This mechanism is fundamentally different from that of an actual greenhouse, which works by isolating warm air inside the structure so that heat is not lost by convection.

The greenhouse effect was discovered by Joseph Fourier in 1824, first reliably experimented on by John Tyndall in 1858, and first reported quantitatively by Svante Arrhenius in 1896.[3]

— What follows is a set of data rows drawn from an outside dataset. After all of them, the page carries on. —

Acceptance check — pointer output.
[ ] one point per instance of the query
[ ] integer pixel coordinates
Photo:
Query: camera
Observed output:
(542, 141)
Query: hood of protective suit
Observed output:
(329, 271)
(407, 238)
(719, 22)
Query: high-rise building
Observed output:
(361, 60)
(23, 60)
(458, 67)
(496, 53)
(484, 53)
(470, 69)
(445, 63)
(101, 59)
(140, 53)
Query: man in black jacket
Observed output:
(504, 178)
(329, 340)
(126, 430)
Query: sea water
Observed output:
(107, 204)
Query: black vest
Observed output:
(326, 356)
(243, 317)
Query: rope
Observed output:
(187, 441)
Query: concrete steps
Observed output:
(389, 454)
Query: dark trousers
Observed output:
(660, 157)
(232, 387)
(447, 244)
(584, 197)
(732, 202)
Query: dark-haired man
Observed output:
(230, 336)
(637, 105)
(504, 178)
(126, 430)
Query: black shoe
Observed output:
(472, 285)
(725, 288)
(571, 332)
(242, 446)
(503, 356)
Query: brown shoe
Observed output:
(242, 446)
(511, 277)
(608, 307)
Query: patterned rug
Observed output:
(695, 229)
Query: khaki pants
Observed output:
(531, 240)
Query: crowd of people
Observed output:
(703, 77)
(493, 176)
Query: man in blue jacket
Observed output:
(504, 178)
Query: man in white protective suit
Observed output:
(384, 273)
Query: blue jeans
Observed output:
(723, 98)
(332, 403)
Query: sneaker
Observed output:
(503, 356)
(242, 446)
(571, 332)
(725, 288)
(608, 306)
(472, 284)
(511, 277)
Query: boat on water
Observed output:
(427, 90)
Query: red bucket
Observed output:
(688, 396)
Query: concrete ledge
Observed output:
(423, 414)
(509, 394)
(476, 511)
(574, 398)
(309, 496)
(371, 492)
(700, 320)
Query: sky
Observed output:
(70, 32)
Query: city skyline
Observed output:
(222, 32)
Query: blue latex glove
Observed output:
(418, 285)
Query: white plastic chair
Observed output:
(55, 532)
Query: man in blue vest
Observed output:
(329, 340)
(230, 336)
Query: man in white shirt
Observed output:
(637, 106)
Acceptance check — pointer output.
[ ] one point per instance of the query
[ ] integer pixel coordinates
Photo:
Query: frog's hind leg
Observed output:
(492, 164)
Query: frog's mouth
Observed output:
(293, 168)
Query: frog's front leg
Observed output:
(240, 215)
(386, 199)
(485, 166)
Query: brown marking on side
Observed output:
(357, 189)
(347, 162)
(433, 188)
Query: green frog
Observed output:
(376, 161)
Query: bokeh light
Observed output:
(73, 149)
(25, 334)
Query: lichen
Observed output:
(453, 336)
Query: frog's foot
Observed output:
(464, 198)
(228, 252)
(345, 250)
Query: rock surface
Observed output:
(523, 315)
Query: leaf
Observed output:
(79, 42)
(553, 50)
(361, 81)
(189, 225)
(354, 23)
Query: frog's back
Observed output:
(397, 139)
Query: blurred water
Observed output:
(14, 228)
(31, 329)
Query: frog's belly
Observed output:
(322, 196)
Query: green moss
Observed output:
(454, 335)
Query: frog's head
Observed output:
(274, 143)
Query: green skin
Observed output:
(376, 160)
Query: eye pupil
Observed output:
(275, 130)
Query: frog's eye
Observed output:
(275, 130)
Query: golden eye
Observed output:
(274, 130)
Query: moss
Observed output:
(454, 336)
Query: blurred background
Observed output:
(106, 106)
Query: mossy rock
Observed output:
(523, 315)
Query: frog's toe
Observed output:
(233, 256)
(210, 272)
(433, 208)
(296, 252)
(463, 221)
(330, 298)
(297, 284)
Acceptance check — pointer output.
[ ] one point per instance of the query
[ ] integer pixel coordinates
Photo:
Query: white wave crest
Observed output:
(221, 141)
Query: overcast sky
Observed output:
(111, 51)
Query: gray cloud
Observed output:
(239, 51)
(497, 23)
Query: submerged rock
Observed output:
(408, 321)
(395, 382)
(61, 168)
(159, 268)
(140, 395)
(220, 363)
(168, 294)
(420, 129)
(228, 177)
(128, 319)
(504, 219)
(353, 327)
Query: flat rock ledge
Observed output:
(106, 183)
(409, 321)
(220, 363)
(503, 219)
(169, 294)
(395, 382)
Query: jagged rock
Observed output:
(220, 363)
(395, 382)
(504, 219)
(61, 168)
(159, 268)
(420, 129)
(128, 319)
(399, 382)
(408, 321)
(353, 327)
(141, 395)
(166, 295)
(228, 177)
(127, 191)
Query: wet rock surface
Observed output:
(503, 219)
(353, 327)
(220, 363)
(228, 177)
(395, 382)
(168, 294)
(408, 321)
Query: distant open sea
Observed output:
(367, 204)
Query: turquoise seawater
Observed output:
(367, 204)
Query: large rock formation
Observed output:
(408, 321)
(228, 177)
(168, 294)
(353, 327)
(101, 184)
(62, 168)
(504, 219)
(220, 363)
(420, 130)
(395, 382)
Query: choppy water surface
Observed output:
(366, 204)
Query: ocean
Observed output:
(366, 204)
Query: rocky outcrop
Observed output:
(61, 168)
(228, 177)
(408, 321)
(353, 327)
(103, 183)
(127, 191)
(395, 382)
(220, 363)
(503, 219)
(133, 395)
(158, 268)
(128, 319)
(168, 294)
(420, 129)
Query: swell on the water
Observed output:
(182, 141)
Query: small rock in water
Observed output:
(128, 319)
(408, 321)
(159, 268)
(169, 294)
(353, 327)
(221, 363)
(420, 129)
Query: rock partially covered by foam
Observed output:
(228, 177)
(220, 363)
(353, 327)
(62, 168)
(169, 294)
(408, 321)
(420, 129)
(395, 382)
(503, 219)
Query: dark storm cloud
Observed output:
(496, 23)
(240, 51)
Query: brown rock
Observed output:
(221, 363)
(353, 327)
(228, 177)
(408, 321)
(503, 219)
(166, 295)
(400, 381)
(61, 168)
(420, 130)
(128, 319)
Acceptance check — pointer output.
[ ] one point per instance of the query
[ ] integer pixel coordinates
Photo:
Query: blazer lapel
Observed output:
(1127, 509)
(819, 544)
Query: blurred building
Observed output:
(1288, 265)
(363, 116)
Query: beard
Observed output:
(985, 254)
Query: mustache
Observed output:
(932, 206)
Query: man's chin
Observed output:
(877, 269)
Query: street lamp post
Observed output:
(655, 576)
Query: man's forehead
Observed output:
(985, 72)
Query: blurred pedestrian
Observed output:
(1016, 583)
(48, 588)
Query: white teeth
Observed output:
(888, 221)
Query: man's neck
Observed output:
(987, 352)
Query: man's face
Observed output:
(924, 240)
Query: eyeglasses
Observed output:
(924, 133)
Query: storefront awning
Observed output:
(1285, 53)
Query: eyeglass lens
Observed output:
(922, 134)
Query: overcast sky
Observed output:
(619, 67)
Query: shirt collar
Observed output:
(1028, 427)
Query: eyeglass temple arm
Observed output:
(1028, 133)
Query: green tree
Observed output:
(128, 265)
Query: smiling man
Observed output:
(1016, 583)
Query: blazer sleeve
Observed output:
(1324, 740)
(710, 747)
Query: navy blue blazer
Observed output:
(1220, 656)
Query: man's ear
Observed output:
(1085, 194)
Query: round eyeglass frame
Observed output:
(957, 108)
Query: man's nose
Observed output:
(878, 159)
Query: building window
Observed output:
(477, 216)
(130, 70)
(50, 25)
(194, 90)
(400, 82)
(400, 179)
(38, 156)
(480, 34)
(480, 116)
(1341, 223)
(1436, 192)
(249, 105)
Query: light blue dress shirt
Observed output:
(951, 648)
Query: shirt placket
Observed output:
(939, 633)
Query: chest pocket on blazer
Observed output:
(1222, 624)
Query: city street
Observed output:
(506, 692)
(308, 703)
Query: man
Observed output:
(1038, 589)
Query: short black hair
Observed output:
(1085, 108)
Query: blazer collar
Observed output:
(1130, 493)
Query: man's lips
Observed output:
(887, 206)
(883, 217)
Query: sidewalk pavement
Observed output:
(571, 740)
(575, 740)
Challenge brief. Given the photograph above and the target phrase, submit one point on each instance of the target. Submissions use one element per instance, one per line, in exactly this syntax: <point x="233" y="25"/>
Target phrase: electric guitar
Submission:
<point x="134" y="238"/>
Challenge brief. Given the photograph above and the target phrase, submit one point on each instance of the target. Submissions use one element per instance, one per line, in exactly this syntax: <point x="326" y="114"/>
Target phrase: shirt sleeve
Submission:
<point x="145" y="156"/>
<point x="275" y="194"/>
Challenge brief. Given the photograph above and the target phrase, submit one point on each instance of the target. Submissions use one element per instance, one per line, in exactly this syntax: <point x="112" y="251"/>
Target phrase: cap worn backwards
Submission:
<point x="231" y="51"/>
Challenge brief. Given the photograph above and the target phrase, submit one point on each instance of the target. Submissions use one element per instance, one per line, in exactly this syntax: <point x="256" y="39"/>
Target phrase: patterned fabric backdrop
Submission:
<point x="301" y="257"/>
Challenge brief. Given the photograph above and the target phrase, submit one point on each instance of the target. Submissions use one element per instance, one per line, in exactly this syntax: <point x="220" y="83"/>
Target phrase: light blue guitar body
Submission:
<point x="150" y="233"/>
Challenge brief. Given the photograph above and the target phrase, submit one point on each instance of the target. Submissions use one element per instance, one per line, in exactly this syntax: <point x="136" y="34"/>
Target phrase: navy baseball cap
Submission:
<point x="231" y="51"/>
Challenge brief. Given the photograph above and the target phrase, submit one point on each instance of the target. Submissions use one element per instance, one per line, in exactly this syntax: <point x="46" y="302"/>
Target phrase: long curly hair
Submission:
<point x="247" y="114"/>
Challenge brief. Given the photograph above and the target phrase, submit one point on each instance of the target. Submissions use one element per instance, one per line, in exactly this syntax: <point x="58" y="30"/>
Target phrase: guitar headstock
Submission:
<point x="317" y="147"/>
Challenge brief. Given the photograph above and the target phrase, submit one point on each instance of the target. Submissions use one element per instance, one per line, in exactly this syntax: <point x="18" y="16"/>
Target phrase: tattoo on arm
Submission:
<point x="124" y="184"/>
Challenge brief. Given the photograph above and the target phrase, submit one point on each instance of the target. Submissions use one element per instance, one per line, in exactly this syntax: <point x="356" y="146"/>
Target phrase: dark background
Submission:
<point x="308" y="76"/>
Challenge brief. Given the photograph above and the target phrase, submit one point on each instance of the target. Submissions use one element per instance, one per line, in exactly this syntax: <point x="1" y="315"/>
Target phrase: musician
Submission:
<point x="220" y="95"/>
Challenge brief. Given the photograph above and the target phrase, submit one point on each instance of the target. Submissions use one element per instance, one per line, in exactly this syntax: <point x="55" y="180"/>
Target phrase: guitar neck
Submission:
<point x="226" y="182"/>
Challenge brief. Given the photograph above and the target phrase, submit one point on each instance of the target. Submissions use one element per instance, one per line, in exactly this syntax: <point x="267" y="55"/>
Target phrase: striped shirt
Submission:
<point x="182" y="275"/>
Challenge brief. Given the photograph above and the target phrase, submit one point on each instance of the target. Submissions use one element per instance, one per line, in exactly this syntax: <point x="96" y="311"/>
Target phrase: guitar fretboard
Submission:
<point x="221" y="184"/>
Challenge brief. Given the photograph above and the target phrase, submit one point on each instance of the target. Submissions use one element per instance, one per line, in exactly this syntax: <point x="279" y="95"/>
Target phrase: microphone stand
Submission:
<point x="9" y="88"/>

If an ideal thermally conductive blackbody was the same distance from the Sun as the Earth is, it would have a temperature of about 5.3 °C. However, since the Earth reflects about 30%[4] (or 28%[5]) of the incoming sunlight, the planet's effective temperature (the temperature of a blackbody that would emit the same amount of radiation) is about −18 or −19 °C,[6][7] about 33°C below the actual surface temperature of about 14 °C or 15 °C.[8] The mechanism that produces this difference between the actual surface temperature and the effective temperature is due to the atmosphere and is known as the greenhouse effect.

Global warming, a recent warming of the Earth's surface and lower atmosphere,[9] is believed to be the result of a strengthening of the greenhouse effect mostly due to human-produced increases in atmospheric greenhouse gases.[10]


Basic mechanism

The Earth receives energy from the Sun in the form of visible light. This light is absorbed at the Earth's surface, and re-radiated as thermal radiation. Some of this thermal radiation is absorbed by the atmosphere, and re-radiated both upwards and downwards; that radiated downwards is absorbed by the Earth's surface. Thus the presence of the atmosphere results in the surface receiving more radiation than it would were the atmosphere absent; and it is thus warmer than it would otherwise be.